Note that CGI error documents can only ever be seen by a logged in user attempting an unauthorised operation, since the CGI won't run in the first place until the user has authenticated with the Server.
With these basic building blocks in place, the complex authentication task has been reduced to mere bookkeeping, of the kind familiar to every programmer. In pseudo-code outline:
if ( remote_user == owner )
PASS ; // I'm accessing my own data
else
// look up the level of access required to perform the required
// operation on the specified data
switch (level = protection_of(required_op, specified_data), level) {
case Public: PASS ; // anyone can do this
case Private: FAIL ; // we've already dealt with the owner.
default:
// look up user's authorised level of access to owner's desktop
if ( workgroups(owner).auth_level(remote_user) >= level )
PASS ;
else
FAIL ;
}
if ( PASS )
do_what_i_asked ; // authorized - do what was wanted
else
// present the user with an authentication dialogue - permit re-login
cgi.authenticate("Basic", "WebThing", errorfunc) ;
Exercises 1-8 should use only your Server's configuration file(s) - CGI is not required.

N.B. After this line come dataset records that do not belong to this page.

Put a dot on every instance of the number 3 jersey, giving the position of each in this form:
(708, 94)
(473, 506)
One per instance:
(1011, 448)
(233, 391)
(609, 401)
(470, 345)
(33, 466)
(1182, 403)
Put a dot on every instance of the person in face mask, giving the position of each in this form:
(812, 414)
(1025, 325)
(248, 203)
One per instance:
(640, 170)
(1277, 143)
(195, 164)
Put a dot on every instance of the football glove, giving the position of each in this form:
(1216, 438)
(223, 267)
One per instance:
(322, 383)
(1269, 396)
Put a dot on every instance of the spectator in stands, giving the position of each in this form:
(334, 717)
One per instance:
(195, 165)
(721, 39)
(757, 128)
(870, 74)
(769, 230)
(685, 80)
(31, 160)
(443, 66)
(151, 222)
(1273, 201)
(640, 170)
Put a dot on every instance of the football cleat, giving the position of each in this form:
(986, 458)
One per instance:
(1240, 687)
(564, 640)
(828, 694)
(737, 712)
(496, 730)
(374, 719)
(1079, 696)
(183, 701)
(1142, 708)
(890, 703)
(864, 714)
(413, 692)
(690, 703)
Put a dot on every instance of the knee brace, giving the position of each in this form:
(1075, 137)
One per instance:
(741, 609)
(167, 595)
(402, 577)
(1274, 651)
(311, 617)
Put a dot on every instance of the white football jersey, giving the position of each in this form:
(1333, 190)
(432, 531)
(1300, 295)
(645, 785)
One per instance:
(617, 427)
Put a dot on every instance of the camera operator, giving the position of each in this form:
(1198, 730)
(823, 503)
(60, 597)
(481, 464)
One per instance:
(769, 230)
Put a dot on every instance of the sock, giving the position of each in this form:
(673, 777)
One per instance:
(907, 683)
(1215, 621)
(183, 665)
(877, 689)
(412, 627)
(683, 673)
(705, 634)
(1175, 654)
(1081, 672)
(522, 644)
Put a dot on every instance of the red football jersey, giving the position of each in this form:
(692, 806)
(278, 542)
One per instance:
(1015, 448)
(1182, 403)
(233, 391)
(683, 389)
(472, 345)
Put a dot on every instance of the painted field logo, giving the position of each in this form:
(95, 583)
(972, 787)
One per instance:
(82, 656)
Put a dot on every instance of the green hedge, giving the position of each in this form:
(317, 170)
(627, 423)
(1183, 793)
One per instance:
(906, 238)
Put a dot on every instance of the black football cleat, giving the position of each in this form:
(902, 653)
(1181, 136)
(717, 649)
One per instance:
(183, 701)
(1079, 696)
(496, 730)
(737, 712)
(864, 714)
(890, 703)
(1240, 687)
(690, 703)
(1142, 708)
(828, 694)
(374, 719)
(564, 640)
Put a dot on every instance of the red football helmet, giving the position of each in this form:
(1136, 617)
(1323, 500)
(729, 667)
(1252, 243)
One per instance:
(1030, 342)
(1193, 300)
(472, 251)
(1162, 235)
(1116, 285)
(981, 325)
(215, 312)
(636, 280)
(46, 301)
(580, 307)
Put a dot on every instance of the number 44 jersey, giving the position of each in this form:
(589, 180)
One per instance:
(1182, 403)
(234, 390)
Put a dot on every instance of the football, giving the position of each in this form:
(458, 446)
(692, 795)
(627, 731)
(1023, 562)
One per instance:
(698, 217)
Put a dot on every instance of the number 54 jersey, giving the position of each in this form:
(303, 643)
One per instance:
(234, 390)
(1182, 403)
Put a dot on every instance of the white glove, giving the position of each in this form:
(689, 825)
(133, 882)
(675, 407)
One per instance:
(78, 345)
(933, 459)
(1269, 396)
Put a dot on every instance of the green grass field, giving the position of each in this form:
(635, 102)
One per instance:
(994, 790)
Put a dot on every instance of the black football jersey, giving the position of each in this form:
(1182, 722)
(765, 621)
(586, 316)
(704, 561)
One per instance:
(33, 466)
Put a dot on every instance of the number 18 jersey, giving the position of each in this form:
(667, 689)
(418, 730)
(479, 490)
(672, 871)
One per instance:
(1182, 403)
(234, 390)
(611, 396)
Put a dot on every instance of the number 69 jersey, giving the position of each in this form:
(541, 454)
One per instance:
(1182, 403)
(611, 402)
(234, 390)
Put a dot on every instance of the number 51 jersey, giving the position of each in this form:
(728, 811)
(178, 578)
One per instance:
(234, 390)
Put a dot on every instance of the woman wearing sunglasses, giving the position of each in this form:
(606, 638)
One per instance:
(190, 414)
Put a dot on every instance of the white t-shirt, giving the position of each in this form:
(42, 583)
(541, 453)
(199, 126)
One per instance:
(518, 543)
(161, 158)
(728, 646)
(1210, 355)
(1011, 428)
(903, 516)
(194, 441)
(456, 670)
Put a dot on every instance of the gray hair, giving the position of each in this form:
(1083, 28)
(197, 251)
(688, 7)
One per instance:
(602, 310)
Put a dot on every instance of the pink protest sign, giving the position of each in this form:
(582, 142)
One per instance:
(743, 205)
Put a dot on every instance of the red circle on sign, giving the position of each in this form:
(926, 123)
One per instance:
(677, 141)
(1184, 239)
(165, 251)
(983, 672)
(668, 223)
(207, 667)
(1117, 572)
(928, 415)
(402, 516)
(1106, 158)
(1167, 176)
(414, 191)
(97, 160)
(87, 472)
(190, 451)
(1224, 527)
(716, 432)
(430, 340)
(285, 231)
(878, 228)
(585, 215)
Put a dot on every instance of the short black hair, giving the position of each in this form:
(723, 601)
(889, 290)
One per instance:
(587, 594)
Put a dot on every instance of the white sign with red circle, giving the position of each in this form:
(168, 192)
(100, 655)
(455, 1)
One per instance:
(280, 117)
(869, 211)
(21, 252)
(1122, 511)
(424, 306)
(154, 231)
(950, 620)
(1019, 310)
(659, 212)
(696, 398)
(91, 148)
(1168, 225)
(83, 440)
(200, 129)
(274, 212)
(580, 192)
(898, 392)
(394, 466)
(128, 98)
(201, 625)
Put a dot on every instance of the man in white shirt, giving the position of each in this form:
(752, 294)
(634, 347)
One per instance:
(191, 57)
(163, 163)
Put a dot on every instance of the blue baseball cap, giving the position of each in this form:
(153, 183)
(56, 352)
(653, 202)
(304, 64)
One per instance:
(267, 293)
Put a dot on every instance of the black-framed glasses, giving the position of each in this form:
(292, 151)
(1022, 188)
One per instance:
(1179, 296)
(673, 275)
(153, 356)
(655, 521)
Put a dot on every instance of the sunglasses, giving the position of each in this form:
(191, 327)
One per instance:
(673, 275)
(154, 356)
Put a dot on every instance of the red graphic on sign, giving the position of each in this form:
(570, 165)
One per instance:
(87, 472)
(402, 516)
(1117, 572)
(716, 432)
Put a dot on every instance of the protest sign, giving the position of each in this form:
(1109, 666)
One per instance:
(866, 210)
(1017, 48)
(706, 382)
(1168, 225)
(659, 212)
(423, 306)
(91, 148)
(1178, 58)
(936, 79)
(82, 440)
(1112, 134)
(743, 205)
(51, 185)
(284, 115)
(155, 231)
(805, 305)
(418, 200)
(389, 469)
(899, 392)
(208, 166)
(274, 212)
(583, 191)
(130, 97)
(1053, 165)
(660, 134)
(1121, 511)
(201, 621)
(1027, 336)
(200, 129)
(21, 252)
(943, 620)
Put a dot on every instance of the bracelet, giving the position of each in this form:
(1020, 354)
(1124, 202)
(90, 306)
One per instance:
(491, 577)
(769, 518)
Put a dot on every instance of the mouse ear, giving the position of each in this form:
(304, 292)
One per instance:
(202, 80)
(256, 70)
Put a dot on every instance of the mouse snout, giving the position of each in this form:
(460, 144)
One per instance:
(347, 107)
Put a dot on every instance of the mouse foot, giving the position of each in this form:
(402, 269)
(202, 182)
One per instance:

For the remainder, use your choice of CGI programming language.
For the following, set up a protected directory permitting any authenticated user. You will be using CGI to control access.
Guru exercise: find TWO reasons why HTTP authentication is more secure than an equivalently-encrypted cookie, and TWO reasons why the reverse is the case. Assume competent implementation in both cases (if you can improve on two, I'd like to know).